While virtually all industries and Australians this year have been adversely affected by The Bat Kiss, some have had it tougher than others.
For example, the fashion industry has been hit particularly hard, and with many Aussies continuing to work from home even after restrictions have lifted, many are questioning if the demand for corporate fashion will continue to drop off. Conversely, the property market has continued to stay incredibly heated, despite the dire economic conditions.
One industry that’s seen mixed fortunes has been the mining industry. One of the biggest drivers of the Australian economy, the industry is heavily reliant on ‘fly-in, fly-out’ (FIFO) workers. Because many of Australia’s active mines are far from towns and cities, miners are flown out to the site and work for a relatively short period of time before flying back to recuperate at home. It’s a cheaper alternative to relocating employees and their families to somewhere near the worksite and having to provide more permanent accommodation.
FIFO is already a tough lifestyle: being on an isolated worksite for weeks at a time without your family, friends or the comfort of home is a challenge. COVID-19 has added to that burden – not only are many miners on casual or part-time contracts, but airlines serving the industry have had to pause operations or enforce social distancing on flights. The alternative? Less staff on-site, or longer periods in-between home leave.
As a whole, the mining industry has weathered 2020 better than most. FIFO workers haven’t had to deal with quite as strict restrictions as other Australians have: Australia’s biggest export industry is ‘too big to fail’ for our state and federal governments, Australian Financial Review relates. But that doesn’t mean things aren’t still tough for miners, COVID or not.
Two weeks ago, a recent Reddit thread on /r/Australia about a group of miners supporting Movember went viral. Donating as part of a team, there’s a variety of different pledges from the group: some are growing the classic Movember ‘mo, some are hosting events, one dude’s even shaving off his 15-year-old dreadlocks, which is what initially caught our eye.
But one of the other pledges, which superficially seems rather trivial, actually unearths (pardon the pun) one of the biggest challenges about working in the Australian mining industry.

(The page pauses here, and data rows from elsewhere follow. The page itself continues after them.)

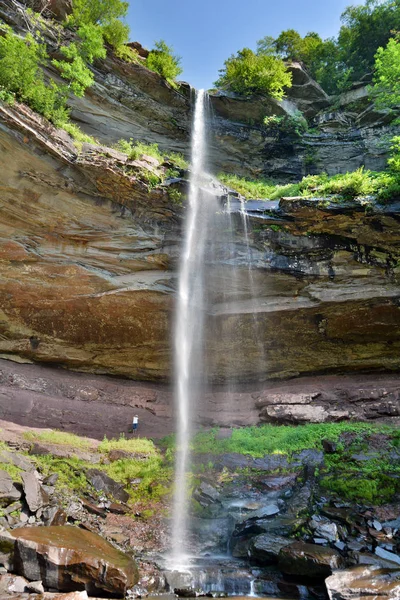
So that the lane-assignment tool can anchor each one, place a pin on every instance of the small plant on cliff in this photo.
(249, 73)
(162, 60)
(290, 124)
(21, 61)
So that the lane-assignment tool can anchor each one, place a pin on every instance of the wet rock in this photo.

The pledge? “I am going alcohol-free on-site for November to support men’s health.”
Some Redditors were quick to point out how lame the pledge seemed, until some other commenters chimed in with a few home truths.
“Working away from home and staying ‘on-site’ away from your home and family is the single most depressing thing I’ve ever done,” one related.
“I don’t think many people appreciate how hard it would be to get through that stretch without a drink.”
Another thought the Movember supporter “is doing an admirable thing… can’t be easy to be dry in a mining town.”
One put it more succinctly: “challenges are different for everyone”.
According to an ABC Rural article from 2017, nearly a quarter of Aussie miners have a drink before work. A Redditor in the thread explained that miners “will drink to a precise science leaving the pub at 10pm in case of a breathalyser starting shift the next morning,” and the practice of ‘9 before 9’ is commonplace.
While the overconsumption of alcohol comes with its own physical and mental health impacts, there’s no doubt that drinking responsibly can be a source of comfort and solace, especially when in the rough-and-tumble, isolating world of FIFO mining.
The question is this: do mining companies, and the broader public, really do enough to support miners with their mental health?
You could extend this out to other Australians who work in challenging conditions or have unusual hours. Shift workers, health professionals, military personnel, teachers… The list goes on.
What we can certainly say is that it’s admirable that these miners are getting behind men’s health in the way they have. Cheers to them.